Il semble finalement justifié, malgré les apparences, d’inclure Athénodore dans la liste des philosophes. Son refus de philosopher est soit l’actualisation de ses potentialités soit la manifestation de cette actualisation (la maturité philosophique s’exprimant paradoxalement par la cessation de la vie philosophique conventionnelle ou par celle de la vie philosophique tout court).

Je ne prétends pas cependant avoir exploré toutes les interprétatons possibles de cette brévissime mais stimulante notice biographique.

mercredi 22 avril 2009

In memoriam canium (8): Asclépiade, sacrilège malgré lui.
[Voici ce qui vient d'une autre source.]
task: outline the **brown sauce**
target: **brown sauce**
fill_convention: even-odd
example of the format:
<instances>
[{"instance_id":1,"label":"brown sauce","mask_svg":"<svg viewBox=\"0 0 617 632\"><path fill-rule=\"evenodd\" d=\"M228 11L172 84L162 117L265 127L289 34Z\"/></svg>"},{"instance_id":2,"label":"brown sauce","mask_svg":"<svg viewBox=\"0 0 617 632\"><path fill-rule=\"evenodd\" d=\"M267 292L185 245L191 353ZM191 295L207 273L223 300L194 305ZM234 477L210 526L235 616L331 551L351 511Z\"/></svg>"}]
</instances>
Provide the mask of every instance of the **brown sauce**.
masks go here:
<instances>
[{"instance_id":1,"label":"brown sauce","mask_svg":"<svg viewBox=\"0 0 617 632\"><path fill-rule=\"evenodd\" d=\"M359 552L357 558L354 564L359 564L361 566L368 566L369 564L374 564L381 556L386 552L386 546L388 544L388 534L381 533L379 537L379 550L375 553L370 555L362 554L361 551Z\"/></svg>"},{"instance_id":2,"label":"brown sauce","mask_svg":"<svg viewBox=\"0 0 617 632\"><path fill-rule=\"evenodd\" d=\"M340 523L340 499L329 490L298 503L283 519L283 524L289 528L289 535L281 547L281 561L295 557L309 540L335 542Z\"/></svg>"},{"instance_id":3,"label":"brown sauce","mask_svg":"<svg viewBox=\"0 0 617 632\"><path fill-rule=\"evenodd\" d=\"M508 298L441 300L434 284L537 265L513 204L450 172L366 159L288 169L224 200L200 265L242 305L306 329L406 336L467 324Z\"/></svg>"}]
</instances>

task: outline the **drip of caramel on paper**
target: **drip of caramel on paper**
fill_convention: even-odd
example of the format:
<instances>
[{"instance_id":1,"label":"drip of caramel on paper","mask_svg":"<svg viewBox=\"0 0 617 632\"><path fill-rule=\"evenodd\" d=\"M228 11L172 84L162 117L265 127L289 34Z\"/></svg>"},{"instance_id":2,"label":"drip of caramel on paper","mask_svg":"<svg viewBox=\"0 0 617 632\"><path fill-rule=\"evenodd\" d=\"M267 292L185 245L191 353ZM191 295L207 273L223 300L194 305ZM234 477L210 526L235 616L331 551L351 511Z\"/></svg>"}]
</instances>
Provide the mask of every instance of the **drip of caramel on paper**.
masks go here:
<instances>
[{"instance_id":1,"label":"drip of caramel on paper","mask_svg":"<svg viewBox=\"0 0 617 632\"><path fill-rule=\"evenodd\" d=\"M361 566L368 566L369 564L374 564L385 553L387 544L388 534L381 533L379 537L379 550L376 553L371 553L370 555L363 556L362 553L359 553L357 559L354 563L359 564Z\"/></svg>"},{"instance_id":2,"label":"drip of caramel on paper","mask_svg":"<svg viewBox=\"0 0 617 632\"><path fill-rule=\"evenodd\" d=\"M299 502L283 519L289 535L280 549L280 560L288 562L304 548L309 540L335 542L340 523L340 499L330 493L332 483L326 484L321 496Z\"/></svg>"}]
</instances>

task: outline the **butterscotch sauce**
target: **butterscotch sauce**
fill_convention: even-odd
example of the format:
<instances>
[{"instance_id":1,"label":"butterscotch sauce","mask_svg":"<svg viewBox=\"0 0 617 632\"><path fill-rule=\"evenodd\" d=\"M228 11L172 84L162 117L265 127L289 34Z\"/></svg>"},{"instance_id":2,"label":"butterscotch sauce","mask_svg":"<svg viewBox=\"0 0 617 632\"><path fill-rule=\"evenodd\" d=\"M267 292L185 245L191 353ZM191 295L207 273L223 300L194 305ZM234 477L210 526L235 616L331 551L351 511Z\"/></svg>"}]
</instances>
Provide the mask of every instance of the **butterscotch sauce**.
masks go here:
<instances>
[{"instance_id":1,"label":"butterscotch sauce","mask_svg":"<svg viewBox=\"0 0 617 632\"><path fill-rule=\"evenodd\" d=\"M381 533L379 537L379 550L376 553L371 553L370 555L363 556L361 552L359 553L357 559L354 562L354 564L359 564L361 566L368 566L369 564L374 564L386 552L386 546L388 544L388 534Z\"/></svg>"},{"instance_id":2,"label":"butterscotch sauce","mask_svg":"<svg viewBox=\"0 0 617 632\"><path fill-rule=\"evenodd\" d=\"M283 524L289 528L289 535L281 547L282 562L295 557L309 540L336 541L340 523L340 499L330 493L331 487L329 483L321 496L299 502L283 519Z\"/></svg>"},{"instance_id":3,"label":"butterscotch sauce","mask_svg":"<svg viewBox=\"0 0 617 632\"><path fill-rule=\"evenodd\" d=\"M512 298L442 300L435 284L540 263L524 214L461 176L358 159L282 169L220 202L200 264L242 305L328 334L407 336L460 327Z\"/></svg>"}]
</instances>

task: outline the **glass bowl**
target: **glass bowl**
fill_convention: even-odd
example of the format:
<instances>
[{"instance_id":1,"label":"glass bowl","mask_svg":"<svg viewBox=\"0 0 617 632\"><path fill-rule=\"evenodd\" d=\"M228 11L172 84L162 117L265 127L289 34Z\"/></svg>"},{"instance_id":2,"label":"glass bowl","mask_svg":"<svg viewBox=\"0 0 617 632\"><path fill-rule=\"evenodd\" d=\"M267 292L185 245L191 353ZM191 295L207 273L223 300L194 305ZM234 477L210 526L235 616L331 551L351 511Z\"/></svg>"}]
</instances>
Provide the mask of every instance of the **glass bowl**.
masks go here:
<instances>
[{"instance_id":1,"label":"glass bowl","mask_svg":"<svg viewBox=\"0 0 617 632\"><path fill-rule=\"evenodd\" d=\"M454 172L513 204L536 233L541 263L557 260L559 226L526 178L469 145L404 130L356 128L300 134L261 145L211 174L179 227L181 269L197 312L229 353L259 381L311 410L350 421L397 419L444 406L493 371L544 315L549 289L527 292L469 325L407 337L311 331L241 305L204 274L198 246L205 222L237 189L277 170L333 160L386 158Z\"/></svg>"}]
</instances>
L'empereur romain Julien (332-363), élevé dans le christianisme et converti au paganisme, était hostile à ses contemporains qui se présentaient comme cyniques. En effet il les jugeait infidèles au cynisme originaire. Ainsi dans son 7ème discours dirigé contre Héracléios, qu'il a entendu lors d'une conférence bafouer Héraclès et Dionysos (à noter en passant la figure inhabituelle du cynique conférencier), il fait l'éloge de Diogène qui serait venu à Olympie pour y honorer Apollon. Autant que Cratès, Diogène est identifié par Julien à un homme pieux qui s'en est seulement pris aux simagrées religieuses tout en menant une vie morale vertueuse inspirée par le respect des Dieux. Ainsi, se référant à Cratès, écrit-il:

" La sainteté de ses moeurs lui suffisait pour adresser aux dieux ses actions de grâces et il enseignait aux autres à préférer, dans les dévotions, non les dépenses à la sainteté mais la sainteté aux dépenses" (Les Cyniques grecs Léonce Paquet 1988 p.275)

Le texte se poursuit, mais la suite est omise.